L'affirmation de ce principe est souvent très mal
comprise, mais vaille que vaille, le journaliste doit tenir bon, quitte
à être taxé de « vendu ». Qu'importe, si tel est
vraiment le prix à payer pour ne pas dé-professionnaliser ou
prostituer sa revue de presse.
On n'aura pas tout dit de la revue de presse tant qu'on n'aura
pas souligné qu'il s'agit d'un genre particulièrement sensible.
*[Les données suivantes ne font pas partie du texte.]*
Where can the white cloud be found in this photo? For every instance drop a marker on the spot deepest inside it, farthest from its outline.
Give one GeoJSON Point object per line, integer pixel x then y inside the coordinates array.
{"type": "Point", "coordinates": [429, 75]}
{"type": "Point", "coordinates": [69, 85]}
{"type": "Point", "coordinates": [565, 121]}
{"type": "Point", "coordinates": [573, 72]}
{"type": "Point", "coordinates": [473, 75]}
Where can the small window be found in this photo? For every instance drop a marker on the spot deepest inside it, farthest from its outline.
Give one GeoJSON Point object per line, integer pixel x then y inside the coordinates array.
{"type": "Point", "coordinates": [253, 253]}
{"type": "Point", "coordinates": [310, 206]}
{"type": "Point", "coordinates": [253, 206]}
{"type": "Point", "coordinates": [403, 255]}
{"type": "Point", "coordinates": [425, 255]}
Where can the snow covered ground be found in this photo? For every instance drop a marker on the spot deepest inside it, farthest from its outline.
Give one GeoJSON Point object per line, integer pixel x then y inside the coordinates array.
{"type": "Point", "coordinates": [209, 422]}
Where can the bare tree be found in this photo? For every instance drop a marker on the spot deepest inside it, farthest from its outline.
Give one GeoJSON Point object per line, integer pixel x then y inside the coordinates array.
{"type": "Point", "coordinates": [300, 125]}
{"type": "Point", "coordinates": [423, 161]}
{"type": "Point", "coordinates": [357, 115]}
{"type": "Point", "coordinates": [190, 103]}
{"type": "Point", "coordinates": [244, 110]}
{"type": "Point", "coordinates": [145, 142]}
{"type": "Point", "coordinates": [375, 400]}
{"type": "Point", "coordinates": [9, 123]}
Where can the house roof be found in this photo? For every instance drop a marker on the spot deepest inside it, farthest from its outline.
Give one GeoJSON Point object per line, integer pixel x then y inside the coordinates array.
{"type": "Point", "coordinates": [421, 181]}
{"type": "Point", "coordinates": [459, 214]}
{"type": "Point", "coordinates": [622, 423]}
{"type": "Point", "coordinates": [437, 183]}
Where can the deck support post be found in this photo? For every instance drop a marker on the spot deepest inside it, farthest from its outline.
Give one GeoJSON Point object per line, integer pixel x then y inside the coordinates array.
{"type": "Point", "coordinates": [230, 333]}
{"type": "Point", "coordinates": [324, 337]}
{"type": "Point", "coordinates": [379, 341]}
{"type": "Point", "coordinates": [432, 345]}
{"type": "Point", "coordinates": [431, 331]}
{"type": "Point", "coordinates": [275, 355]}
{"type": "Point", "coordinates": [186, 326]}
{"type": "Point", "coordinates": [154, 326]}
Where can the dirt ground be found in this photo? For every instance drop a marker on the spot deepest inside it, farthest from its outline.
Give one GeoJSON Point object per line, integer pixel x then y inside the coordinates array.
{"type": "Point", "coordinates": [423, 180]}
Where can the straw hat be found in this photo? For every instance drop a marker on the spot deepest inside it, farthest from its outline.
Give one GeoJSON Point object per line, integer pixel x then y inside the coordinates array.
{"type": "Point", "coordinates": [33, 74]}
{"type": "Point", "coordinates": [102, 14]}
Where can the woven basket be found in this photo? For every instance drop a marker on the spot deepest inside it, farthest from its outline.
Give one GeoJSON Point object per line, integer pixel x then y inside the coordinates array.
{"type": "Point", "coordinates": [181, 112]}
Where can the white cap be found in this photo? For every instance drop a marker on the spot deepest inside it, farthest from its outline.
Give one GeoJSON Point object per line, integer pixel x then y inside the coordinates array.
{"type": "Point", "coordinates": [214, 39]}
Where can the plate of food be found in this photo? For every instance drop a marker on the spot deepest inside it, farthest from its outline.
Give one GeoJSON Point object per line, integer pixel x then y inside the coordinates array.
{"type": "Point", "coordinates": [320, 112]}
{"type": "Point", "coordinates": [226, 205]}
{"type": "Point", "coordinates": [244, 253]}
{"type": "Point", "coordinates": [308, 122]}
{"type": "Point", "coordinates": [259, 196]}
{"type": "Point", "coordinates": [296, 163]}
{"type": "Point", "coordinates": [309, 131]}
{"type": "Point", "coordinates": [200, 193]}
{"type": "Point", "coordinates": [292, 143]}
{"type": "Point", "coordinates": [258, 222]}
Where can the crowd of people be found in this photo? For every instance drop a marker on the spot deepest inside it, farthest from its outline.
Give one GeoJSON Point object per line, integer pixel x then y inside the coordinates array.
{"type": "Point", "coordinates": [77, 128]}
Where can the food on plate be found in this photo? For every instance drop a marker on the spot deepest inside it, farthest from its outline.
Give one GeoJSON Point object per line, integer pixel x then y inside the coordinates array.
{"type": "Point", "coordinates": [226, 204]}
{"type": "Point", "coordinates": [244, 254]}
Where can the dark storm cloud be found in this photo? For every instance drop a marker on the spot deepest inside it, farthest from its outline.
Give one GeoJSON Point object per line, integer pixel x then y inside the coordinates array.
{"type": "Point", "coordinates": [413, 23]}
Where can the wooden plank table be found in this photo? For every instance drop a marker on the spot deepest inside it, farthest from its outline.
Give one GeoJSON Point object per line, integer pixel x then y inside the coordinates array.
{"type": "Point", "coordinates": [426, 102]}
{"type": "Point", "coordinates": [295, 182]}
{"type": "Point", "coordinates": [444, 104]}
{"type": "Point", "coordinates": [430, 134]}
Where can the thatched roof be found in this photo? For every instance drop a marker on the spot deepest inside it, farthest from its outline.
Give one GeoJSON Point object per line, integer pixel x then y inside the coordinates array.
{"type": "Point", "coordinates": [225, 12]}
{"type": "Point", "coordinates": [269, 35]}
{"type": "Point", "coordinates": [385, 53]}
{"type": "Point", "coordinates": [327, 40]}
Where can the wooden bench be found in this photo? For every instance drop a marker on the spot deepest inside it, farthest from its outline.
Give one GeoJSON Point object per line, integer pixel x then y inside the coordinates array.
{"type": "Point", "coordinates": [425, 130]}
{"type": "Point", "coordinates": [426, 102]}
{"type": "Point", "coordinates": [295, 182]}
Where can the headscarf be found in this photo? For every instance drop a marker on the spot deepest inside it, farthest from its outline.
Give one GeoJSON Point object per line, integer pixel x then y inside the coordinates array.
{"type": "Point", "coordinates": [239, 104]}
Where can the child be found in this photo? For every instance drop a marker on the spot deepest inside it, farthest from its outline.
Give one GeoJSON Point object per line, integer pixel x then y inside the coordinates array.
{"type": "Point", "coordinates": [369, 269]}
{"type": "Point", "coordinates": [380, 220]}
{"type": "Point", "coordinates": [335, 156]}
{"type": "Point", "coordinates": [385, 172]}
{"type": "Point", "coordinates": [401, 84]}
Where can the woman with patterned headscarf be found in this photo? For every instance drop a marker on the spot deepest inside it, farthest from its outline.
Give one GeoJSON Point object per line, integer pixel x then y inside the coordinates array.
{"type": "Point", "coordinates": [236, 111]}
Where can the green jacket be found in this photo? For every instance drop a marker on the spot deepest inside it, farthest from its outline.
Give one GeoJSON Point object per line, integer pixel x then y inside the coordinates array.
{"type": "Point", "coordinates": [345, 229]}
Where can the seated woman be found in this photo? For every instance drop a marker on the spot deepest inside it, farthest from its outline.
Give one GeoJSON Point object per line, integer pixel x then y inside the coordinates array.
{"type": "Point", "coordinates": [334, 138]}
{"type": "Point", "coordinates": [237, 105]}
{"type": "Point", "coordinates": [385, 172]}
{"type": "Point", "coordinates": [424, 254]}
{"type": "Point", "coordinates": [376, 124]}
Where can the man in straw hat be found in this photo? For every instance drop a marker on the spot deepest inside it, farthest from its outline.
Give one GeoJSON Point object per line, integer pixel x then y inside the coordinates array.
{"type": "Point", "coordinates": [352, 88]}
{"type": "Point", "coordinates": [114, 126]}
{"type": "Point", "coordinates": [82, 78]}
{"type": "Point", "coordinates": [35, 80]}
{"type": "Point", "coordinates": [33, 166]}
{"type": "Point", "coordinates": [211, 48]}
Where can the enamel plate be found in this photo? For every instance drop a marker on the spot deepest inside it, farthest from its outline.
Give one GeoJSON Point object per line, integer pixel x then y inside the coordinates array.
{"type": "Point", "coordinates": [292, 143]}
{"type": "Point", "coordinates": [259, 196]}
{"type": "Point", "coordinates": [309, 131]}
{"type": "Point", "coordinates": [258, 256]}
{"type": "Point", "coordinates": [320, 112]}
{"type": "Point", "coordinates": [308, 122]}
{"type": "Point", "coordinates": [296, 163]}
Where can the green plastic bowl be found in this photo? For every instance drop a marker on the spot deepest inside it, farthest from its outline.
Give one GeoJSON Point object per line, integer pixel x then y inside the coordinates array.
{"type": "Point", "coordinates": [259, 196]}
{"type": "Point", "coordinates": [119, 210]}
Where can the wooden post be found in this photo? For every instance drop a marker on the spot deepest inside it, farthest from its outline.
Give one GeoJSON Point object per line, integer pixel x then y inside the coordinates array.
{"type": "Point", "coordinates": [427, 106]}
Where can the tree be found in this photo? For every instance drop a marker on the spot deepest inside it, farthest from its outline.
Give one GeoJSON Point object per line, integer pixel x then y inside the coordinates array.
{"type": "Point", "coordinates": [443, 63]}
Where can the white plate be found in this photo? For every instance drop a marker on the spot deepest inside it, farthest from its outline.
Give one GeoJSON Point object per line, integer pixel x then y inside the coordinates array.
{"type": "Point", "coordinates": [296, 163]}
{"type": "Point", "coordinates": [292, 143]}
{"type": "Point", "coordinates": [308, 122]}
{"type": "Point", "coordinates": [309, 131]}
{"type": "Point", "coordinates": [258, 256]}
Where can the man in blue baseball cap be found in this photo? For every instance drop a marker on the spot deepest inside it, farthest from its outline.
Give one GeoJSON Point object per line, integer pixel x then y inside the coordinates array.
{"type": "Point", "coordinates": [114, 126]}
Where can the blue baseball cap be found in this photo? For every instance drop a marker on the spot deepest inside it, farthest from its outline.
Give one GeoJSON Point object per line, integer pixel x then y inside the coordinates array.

Il requiert de son réalisateur beaucoup de doigté et un sens
élevé de la responsabilité sociale. Certes, la
sélection des faits qu'il rapporte dans sa revue de presse ne sera
jamais neutre et totalement désincarnée, mais tout au moins, il
devra pratiquer le culte de la vérité. Aussi doit-il se garder de
servir de boucs émissaires à des querelles de clochers par
médias interposés.
A l'évidence, il y a là un gros risque de
dérapage qui fonde d'ailleurs la décision de certaines instances
africaines de régulation de la presse de suspendre la diffusion de la
revue de presse en période électorale. Une mesure ponctuelle
d'assainissement destinée à ne pas en rajouter à la
surenchère politique et d'assurer une équité des
médias vis-à-vis de toutes les sensibilités politiques
nationales.
1.6 Les audiences..., corvée de toutes les
corvées
La couverture des audiences présidentielles. Faites-en
l'objet d'un sondage et à l'unanimité, l'on vous dira combien cet
exercice est cassant, déprimant. A la limite, on peut s'en servir comme
punition envers journalistes paresseux et grincheux. C'est aussi le lot souvent
réservé aux stagiaires. On y perd énormément de
temps sans y apprendre grand-chose avec deux gros désagréments au
bout du rouleau : la fatigue et la faim. Professionnellement, c'est un
gâchis et les Rédactions gagneraient à
réorganiser le mode de couverture de cette
activité assez spécifique. Déjà, l'idée de
faire assurer cette tranche par les attachés de presse fait son chemin.
Et ceci, pour la bonne raison, qu'il est plus juste que celui qui
s'échine à la tâche, ne soit pas différent de celui
qui poussera le cri de la victoire.
1.7 La préparation des éditions du
journal
On ne saura jamais quelle est la durée moyenne requise
pour préparer un bon journal. La gestion du temps reste la chose la
moins bien partagée dans les rédactions. De la conférence
de rédaction tenue généralement entre 8h30 et 9h, à
la présentation du journal en studio autour de 13 h, le temps
paraît a priori serré pour sélectionner les
dépêches du jour, les traiter, faire certains enregistrements
(interviews, commentaires ou revues de presse), vérifier quelques
informations au téléphone ou sur le terrain, assurer le montage
des duplex, discours et autres déclarations recueillis à
l'occasion des séminaires, relire les reportages, calibrer l'ensemble du
journal, établir le conducteur, rédiger et fignoler les
titres.
Cet enchaînement d'étapes laisse penser à
une masse énorme de travail. Et c'est bien le cas de le dire. Ce qui en
principe ne devrait laisser le moindre répit aux équipes du
journal. Mais c'est mal connaître les journalistes que de vouloir les
astreindre à un régime ou à une posture de bureaucrate.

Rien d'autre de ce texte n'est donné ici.